Alla luce di quanto specificato, quindi, viene piuttosto naturale domandarsi se non sarebbe non solo auspicabile, ma anche opportuna, una revisione della legge, in modo da distinguere con ancor più chiarezza gli allevamenti, dove gli animali sono destinati al consumo alimentare, dai rifugi/santuari e, in generale, da quelle strutture dove invece gli animali sono tenuti come animali d’affezione, al pari di cani e gatti, in condizioni di isolamento, e quindi impossibilitati a contagiare altri esemplari, curati e sottoposti a controlli periodici. E che, come si legge ancora nell’istanza presentata dalle associazioni, potrebbero persino “costituire una preziosa occasione per effettuare delle osservazioni sul decorso della patologia da parte di personale medico veterinario, diretta all’avanzamento della ricerca scientifica, nonché alla messa a punto di un protocollo di trattamento“.

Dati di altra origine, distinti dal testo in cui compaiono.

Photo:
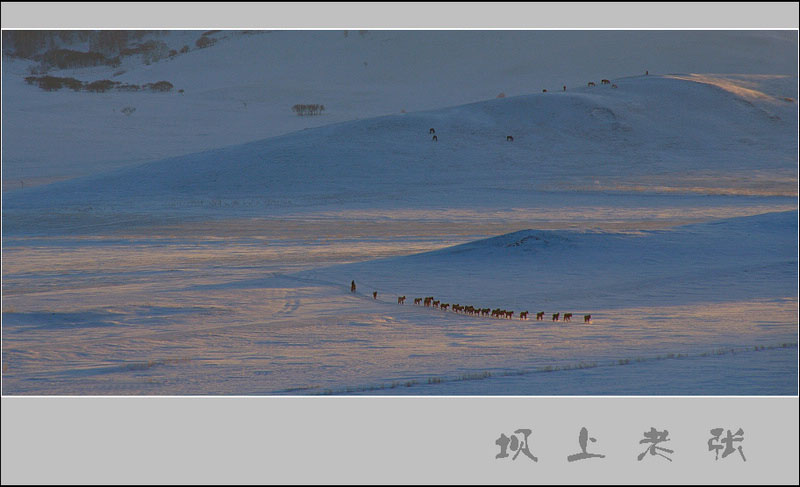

Per Bartolomeo, Crosta, Crusca, Mercoledì, Ursula, Dorothy, Freedom, Spino, Pumba e Carolina la sentenza di morte è arrivata, nonostante la rabbia e il dolore di associazioni e attivisti, che lamentano, ancora una volta, di essere stati ignorati dalle istituzioni, sorde alle preghiere di mantenere in vita animali sorvegliati, impossibilitati a contagiare ma, soprattutto, amati.